People may say that there are no cheat codes in life, but it turns out that slipping past the eye of the U.S. Senate is as simple as inputting “ABACABB” on a Genesis controller. It’s fairly reductionist to pin the video game violence hearings of the early ’90s on the back of any one game when several games were specifically called under fire, but it’s hard to argue that more children were getting their underaged hands on Night Trap than they were on Mortal Kombat. After a year of life in the arcade, spent huddled around a cabinet that drew eyes away from the colorful Street Fighter machines with gouts of blood and the savants who could pull off the fatality inputs, the hype around the home release of Mortal Kombat was absolutely deafening in 1993. And if you wanted the “real” version of Mortal Kombat, you were going to get it on the Genesis.
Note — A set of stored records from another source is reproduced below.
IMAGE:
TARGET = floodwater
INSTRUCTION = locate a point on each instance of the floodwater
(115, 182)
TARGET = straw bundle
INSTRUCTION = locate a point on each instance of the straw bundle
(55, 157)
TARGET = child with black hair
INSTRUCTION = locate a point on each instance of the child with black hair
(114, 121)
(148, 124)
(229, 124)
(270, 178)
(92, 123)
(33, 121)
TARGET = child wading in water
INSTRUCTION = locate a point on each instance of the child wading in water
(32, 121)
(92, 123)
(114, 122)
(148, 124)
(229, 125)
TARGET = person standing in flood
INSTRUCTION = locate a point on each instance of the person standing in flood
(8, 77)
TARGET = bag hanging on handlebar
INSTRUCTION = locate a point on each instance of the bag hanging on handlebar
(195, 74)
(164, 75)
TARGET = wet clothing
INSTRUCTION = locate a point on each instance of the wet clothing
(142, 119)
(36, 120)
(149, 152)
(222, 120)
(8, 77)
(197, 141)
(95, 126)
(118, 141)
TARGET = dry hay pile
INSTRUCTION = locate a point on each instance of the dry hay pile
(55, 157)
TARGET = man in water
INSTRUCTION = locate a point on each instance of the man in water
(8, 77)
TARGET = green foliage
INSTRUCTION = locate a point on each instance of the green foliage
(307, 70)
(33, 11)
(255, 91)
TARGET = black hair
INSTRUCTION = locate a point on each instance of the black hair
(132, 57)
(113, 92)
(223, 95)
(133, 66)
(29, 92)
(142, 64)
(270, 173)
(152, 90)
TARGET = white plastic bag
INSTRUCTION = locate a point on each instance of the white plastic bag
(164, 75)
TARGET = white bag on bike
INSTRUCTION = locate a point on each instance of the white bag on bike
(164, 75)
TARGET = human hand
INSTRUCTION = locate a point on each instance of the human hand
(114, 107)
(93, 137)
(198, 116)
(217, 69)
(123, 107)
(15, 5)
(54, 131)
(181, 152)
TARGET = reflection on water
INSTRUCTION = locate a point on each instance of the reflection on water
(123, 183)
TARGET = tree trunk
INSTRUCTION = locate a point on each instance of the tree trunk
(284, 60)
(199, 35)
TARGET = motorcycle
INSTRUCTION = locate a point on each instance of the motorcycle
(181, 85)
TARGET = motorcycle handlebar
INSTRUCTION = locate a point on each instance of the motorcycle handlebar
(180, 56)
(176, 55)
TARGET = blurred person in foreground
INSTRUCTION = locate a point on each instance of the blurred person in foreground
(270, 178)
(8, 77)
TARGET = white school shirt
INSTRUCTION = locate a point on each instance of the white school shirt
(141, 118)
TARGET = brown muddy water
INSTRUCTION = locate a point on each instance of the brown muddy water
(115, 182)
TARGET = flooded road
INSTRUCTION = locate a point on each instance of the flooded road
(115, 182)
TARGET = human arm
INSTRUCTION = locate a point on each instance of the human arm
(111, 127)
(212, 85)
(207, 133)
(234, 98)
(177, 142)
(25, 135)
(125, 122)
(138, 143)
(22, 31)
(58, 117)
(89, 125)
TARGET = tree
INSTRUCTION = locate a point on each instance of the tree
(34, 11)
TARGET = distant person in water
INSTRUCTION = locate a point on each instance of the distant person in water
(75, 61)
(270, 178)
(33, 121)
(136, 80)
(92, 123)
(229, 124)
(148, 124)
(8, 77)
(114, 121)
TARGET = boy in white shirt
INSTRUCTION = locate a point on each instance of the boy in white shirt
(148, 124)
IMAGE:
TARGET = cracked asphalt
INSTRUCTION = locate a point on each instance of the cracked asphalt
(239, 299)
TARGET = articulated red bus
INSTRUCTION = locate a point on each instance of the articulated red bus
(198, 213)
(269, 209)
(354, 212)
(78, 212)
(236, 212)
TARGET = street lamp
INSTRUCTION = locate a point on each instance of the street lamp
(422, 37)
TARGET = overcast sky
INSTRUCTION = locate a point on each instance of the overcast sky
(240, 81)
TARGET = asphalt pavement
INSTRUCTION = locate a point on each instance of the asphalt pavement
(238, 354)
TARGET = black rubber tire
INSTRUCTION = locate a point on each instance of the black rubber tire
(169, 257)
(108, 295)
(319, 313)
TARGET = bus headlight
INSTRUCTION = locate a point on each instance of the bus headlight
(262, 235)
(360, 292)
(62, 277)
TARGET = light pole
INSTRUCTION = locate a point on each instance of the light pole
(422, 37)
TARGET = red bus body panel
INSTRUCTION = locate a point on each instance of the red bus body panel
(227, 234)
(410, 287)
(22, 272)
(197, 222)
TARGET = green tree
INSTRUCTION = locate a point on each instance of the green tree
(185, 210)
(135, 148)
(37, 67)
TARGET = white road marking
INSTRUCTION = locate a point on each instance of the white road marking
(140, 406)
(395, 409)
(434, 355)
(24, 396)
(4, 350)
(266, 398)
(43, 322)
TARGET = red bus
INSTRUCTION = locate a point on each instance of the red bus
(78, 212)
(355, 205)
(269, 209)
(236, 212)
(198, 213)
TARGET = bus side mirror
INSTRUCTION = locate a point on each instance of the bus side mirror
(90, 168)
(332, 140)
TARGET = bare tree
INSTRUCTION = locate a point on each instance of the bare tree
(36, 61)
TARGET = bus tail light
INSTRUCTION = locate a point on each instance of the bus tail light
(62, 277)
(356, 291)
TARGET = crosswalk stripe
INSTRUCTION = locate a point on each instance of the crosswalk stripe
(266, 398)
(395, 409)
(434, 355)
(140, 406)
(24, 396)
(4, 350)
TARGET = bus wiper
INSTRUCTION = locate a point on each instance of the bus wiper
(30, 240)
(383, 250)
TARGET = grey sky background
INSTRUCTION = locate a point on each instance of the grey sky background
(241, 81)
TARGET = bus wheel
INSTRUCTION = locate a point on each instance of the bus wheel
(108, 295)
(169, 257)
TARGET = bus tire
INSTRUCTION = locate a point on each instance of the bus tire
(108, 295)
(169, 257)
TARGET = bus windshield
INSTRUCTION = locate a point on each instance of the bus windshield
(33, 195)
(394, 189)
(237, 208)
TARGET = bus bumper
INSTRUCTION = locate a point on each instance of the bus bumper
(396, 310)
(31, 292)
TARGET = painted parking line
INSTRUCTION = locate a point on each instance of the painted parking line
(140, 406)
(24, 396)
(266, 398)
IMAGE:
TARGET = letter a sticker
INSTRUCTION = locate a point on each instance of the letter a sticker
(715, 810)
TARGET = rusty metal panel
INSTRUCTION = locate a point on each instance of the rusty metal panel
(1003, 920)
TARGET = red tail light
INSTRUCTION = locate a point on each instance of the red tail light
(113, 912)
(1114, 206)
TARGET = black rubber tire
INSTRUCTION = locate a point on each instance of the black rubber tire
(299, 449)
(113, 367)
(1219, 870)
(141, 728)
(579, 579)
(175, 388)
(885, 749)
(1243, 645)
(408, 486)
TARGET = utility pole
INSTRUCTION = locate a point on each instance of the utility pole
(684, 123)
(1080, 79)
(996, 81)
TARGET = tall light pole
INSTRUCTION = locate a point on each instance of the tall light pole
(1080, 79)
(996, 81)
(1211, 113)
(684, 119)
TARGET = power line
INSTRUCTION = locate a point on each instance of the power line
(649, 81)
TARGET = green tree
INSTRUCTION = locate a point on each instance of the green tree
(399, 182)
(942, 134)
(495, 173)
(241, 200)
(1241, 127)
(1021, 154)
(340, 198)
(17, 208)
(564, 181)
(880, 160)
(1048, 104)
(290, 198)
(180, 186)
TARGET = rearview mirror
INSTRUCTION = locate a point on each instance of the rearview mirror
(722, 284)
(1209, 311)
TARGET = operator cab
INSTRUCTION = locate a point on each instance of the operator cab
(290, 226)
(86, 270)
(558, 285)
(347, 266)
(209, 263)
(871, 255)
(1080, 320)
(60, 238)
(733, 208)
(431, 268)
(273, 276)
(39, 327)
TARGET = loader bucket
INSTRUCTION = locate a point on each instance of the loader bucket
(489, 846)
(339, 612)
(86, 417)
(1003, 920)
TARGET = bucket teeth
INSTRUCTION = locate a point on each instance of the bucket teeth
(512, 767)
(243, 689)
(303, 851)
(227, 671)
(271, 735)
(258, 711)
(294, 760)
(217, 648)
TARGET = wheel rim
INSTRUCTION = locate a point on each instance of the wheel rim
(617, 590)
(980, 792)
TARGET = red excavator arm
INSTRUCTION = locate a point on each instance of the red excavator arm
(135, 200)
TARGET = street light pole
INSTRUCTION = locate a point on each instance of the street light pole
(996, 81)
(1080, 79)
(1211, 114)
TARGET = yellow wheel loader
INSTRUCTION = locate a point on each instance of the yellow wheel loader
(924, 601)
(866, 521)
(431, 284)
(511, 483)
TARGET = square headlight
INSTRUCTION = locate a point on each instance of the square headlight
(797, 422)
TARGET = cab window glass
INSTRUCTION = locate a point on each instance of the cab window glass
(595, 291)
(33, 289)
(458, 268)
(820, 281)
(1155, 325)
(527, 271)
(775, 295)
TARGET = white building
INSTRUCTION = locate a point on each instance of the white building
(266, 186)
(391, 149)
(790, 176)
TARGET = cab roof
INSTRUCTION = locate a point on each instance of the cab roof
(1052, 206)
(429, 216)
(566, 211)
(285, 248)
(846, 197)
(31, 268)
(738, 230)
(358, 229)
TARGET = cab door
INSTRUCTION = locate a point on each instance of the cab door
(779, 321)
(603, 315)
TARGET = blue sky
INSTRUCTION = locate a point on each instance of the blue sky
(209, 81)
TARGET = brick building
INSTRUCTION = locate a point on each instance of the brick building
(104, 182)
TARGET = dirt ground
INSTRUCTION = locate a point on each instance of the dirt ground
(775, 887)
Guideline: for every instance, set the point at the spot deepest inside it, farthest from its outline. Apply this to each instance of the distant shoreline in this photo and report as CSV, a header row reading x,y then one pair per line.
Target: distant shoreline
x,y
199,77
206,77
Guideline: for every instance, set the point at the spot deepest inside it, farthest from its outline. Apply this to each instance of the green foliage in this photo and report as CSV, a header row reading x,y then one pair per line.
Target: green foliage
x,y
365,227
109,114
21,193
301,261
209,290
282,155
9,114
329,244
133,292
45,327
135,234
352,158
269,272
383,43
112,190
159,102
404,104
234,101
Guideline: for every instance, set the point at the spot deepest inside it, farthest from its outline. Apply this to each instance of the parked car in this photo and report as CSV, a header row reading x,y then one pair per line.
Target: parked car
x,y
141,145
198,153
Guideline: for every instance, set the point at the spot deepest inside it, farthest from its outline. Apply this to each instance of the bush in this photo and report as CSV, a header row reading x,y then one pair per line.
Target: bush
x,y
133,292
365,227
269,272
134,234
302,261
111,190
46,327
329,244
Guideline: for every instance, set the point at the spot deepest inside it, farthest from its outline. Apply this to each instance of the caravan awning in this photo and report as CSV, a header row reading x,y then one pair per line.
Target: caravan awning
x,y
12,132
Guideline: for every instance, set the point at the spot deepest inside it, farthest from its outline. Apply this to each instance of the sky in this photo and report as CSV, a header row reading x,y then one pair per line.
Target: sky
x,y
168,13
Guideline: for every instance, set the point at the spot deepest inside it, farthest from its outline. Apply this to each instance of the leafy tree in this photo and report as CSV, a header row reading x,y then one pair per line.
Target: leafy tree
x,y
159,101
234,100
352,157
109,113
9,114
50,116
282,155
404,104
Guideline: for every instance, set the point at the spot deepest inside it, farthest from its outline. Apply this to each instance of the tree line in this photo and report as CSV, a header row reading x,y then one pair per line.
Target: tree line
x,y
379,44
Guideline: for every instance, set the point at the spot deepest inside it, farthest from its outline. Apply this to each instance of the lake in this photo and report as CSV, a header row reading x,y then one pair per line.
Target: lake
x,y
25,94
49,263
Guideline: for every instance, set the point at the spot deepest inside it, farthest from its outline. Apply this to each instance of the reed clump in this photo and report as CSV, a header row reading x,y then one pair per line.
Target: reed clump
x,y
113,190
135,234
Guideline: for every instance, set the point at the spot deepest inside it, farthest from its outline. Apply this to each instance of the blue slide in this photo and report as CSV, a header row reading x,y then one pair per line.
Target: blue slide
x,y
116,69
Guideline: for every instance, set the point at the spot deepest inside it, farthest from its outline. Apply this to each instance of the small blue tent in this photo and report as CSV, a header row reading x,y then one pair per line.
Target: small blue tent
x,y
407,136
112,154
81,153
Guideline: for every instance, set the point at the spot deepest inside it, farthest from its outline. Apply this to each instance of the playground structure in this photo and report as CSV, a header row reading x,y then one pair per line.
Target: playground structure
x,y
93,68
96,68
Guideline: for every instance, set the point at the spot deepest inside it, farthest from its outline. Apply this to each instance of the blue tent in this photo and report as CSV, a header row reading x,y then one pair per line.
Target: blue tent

Nintendo of America has a long history of censorship when it comes to their video games, so it was disappointing when they stayed up to their old tricks and tamed down several fatalities while also recoloring the fighting game’s infamous splashes of blood to harmless grey sweat. While these changes were more or less in line with similar changes made to the Genesis port of the game, earning the title an “MA-13” rating with Sega’s newly minted rating system, one only needed to press “ABACABB” at the beginning of the game on Sega’s system in order to reinstate the game to arcade perfection. Never mind that the game played more fluidly on Nintendo’s machine or that neither game was a perfect port of its source material: Gore and violence were Mortal Kombat’s claim to fame, and by being the only game in town that had them intact at launch, the Genesis version reigned supreme.

While it was Mortal Kombat’s arcade edition and Night Trap that prompted the creation of the Video Game Rating Council, giving games a rating system similar to that of movies, it was the Genesis game’s flagrant disregard for its self-policing that lead the charge in Sega’s rating system being a short-lived failure. Not only was Mortal Kombat’s MA-13 inappropriate for the content, with the blood-intact Sega CD port receiving an MA-17, but their rating system was confusing and had no indication of why a game may have been rated what it was. It was a knee-jerk reaction to hide from the watchful eye of the government. When the Entertainment Software Ratings Board came along a year later with a well-thought out and transparent rating system that mimicked movie ratings without mirroring them exactly, the industry as a whole volunteered to adopt the new ratings. From that point on, a violent video game never ended up in a child’s hands again, and extreme content that went beyond a game’s rating was never hidden away in a still-accessible location.

Well, maybe school teachers are on to something when they say that cheating doesn’t help you learn.